= Probus Clubs =

Clubs for retired or semi-retired people

Probus Clubs are clubs for retired or semi-retired people from all walks of life.

==Organisation==

Probus is a local, national, and international association of retired people who come together in non-political, non-sectarian, non-profit, autonomous clubs which provide regular opportunities for members to meet others in similar circumstances, with similar levels of interest, make new friends, and maintain and expand their interests. Probus Clubs can be made up of men, women or be mixed (men and women) clubs. It is normal for the spouses of club members and widows of former members to be encouraged to participate in the social activities.

In some places Rotary Clubs sponsor Probus Clubs but many clubs are sponsored by other Probus Clubs.

By 2018, there were over 400,000 members in approximately 4,000 Probus clubs worldwide.

== History ==
The Probus Club movement was formed in the United Kingdom in 1965. The Probus movement had its beginnings in two clubs, both created by members of Rotary Club. The first was found in 1965: Fred Carnill, a member of the Welwyn Garden City Rotary Club, met other retired friends for morning coffee—mostly ex-commuters to London, with professional and business backgrounds. From this, he started a luncheon club. The Rotary Club president arranged the first meeting and 45 men attended. This club was known as ‘The Campus Club’, the name deriving from the fact that the meeting place was facing the centre of town, 'The Campus'.
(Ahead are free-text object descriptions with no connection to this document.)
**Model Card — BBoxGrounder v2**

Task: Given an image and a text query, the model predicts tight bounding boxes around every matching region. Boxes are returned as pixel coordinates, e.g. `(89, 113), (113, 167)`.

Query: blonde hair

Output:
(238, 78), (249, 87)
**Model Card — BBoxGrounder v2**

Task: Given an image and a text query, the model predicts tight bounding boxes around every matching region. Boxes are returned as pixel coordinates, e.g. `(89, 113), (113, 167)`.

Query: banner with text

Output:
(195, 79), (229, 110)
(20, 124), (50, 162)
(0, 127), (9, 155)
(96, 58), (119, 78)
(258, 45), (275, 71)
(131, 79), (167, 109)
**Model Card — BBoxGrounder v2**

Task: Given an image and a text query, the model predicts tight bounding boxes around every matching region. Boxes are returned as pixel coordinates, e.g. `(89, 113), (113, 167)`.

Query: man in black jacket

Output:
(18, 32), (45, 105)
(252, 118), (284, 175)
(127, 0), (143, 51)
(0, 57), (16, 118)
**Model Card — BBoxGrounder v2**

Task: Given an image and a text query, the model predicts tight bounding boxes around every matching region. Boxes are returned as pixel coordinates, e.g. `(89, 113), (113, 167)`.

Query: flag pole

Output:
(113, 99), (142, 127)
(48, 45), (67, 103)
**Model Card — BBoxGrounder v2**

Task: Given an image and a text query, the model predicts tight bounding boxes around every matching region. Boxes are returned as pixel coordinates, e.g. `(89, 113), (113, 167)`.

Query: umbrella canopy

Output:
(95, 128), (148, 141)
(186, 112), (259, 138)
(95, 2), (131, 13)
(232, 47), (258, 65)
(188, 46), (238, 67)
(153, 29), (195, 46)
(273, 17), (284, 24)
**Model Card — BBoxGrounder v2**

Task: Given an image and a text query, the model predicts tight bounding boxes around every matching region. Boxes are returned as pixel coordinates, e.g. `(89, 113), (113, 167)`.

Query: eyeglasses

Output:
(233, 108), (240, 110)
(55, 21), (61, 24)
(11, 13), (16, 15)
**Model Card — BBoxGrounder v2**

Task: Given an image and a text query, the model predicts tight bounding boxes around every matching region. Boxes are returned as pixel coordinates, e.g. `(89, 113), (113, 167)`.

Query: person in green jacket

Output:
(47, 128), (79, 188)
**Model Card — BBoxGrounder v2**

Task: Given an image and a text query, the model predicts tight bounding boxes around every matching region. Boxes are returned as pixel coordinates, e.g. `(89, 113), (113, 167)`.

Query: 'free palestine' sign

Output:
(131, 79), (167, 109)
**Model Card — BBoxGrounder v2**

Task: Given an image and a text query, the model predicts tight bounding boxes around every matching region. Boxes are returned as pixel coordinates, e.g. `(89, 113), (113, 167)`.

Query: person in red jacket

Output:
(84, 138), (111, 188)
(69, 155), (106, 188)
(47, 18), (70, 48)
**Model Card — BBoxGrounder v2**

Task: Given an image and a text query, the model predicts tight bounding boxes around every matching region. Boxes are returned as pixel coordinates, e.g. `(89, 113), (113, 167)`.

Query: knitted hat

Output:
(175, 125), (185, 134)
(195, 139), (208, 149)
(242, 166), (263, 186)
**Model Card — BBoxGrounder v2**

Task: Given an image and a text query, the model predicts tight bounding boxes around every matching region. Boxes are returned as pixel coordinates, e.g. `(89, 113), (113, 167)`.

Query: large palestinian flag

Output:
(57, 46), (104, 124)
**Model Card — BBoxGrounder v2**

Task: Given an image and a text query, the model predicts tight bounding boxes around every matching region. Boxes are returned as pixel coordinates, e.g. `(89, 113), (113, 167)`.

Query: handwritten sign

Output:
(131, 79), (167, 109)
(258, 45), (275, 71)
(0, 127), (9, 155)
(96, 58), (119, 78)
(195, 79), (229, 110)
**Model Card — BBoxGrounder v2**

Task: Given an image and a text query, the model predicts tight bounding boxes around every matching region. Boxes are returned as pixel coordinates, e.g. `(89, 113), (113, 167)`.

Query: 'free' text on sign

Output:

The Rotary District took up the scheme with the result that Rotary International, Britain and Ireland published a leaflet about the idea to encourage other Rotary Clubs to sponsor a similar club:The Probus club was conceived by three businessmen travelling to London by train. The three; James Raper, Harold Blanchard and Edward Mockett OBE (died 1978) were reaching the point of retirement and realized they had a need for fellowship. Thus in the same time period, September 1965 Harold Blanchard the chairman of Caterham Rotary Club Vocational Service Committee (by now retired from business) presented the idea to the Rotary Club.

The members of the Rotary Club Vocational Service Committee decided to organise a monthly lunch. In February 1966, a meeting was advertised for all retired professional and businessmen aged 60 and over. 42 men turned up. A monthly lunch was arranged, at which the Rotary Club President took the chair until the Club had formed its own rules and committee. The inaugural luncheon of the first Probus Club in the United Kingdom (by that name) was on the 2 March 1966.

In May 1966 a Committee was formed with Harold Blanchard as chairman, who is seen as one of the 'Father Figures' of Probus along with James Raper. The name “Probus” was suggested by a member who took the first three letters from 'PROfessional and BUSiness'. It had the advantage that it was a Latin word from which 'probity' is derived. The Probus Club of Caterham was met with success, and became known among other Rotary Clubs with new clubs being founded.

In 1974, Probus expanded into New Zealand and by 1976 the idea had spread to Australia. The first Probus club for seniors in North America was sponsored by the Rotary Club of Galt in Cambridge, Ontario, Canada in 1987. Currently there are 250+ clubs with more than 36,500 members in Canada.

Although Probus membership has its greatest concentrations in the United Kingdom, Australia and New Zealand, clubs today exist in many parts of the world, including the United States, Belgium, India, South Africa and several other countries in Africa and Asia.

== Structure ==
Probus clubs have no central governing body but in some countries Probus Centres have been established by country to disseminate information and assist clubs. Offices are staffed largely by volunteers and operating costs are met by member contributions.

Probus clubs are local to towns and districts. Typically, meetings are held at regular intervals, normally monthly, with a break (sometimes) during the summer. In some countries Probus Club meetings may consist of a lunch followed by a guest speaker whilst others have the speaker before the meal. Some clubs are run on a more informal basis.

Many Probus club members engage in sporting tournaments, have groups for special interests within the club and enjoy regular outings and holidays at home and abroad.

By 2014 there were around 2000 clubs in the UK alone. Despite equality legislation in the UK, membership of most Probus clubs in the UK is restricted to men only, although wives and partners are welcome on social outings.

In the UK and Ireland, a full colour magazine entitled Probus is published quarterly, free of charge to members and distributed to clubs for the cost of delivery. In May 2014 Probus magazine launched a website for Probus members where every club can create its own page free of charge.

In Canada, meetings are typically held monthly with a guest speaker followed by social time and then updates on club activities. There is a national website supporting all 250+ clubs in Canada.